How is MAPP for Responders different from MAPP for Security Vendors? At a high level, the former targets detection and remediation while the latter is all about developing protections. The information we plan to share with response partners is focused more on threat intelligence than specifically on vulnerabilities. Where these two programs come together is around incident response. Arming more defenders against targeted attacks is a key part of our overall strategy.
Effective knowledge exchange requires automation and a common format. To accomplish this, we plan to support Mitre’s STIX (Structured Threat Information Expression) and TAXII (Trusted Automated eXchange of Indicator Information) specifications. As open specifications for the formatting and transport of information, STIX and TAXII are starting to see broad adoption. Regardless of format, we want to serve customers by facilitating the flow of threat intelligence to organizations who can capitalize on it. As such, we will also seek to build transforms for other commonly used formats. This effort is currently in development and we intend to launch a pilot in the near future.
The MSRC employs some of the brightest engineers in the industry, the sort who build tools such as !exploitable, OffVis, and EMET. MAPP Scanner, currently in a closed pilot program, is a content-based vulnerability scanner developed by our security engineers to aid in investigating incidents.

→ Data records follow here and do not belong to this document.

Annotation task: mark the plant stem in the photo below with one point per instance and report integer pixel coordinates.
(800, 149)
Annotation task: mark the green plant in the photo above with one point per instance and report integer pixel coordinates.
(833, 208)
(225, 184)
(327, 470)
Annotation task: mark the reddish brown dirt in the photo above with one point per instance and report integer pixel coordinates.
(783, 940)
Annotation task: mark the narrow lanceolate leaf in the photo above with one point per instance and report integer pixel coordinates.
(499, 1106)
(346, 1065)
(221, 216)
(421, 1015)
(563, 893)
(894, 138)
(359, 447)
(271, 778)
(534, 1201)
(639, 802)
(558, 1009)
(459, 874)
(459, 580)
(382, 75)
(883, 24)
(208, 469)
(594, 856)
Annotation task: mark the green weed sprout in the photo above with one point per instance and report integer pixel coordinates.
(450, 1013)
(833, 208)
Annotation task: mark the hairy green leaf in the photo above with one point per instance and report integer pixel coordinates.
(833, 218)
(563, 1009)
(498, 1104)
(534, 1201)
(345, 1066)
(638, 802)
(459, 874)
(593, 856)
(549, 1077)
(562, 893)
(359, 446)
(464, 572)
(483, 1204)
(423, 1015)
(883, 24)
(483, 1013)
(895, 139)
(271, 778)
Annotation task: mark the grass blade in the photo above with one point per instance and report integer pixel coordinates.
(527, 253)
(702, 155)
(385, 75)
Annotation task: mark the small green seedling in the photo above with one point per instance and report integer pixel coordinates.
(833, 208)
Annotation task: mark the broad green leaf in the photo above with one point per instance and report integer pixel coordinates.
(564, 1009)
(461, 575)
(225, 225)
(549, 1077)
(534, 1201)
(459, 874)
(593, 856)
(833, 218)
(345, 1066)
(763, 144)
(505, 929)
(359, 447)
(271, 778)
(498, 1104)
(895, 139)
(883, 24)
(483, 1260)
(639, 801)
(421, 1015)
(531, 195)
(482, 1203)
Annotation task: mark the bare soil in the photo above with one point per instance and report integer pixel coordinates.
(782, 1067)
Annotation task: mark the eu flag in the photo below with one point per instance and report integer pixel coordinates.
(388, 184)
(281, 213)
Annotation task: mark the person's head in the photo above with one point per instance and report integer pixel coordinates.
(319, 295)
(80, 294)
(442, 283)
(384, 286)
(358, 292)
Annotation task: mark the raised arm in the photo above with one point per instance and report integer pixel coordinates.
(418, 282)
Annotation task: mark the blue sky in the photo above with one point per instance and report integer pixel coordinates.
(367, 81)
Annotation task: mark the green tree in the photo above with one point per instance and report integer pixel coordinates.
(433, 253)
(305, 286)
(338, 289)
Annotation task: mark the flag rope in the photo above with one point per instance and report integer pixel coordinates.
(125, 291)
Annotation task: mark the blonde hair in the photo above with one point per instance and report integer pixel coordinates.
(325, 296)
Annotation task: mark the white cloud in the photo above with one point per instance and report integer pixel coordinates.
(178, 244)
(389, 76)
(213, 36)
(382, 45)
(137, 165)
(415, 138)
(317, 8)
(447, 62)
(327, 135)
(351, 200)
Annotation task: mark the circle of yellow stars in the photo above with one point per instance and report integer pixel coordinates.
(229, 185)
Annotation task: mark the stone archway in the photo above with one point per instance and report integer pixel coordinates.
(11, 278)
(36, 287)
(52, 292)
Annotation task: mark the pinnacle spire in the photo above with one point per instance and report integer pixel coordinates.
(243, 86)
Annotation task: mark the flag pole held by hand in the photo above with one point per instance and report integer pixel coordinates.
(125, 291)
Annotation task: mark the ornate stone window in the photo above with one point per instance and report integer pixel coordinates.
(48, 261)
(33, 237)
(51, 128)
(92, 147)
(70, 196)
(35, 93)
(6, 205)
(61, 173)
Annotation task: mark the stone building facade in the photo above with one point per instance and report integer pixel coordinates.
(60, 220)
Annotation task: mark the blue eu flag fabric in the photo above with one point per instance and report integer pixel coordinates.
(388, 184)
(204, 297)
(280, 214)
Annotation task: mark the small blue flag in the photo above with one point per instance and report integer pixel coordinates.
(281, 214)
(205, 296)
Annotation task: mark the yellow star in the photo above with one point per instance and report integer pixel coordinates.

We are introducing MAPP Scanner as a cloud-based service that can be used to scan Office documents, PDF files, Flash movies, and suspect URLs, to determine if they are attempting to exploit a vulnerability.
MAPP Scanner performs both static and active analysis to determine if files are attempting to exploit a vulnerability. It spins up virtual machines for every supported version of Windows and opens content in supported versions of the appropriate application. MAPP Scanner can help find a known vulnerability and return the CVEs and affected platforms for that issue, while also flagging suspicious activity not associated with a known vulnerability for deeper analysis. As a result, MAPP Scanner is extremely effective in identifying previously unknown vulnerabilities while at the same time dramatically improving the ability and efficiency of responders investigating an incident.
Making this technology available to partners who are likely to be subjected to targeted attacks and those who work with them to investigate and remediate security incidents increases the likelihood of new attacks and attack vectors being discovered. It also aids in the efficiency of investigations which speeds up the process of identifying and deploying the appropriate protections.
As with Microsoft’s other security initiatives, such as the BlueHat Prize and our new bounty programs, the mission for MAPP is simple: mitigate entire classes of attack and protect customers. We have a long history of working across many different communities to drive this mission and will continue to do so. We also have a lot of other initiatives we are working on so going forward, you can expect to hear more announcements from us impacting this space.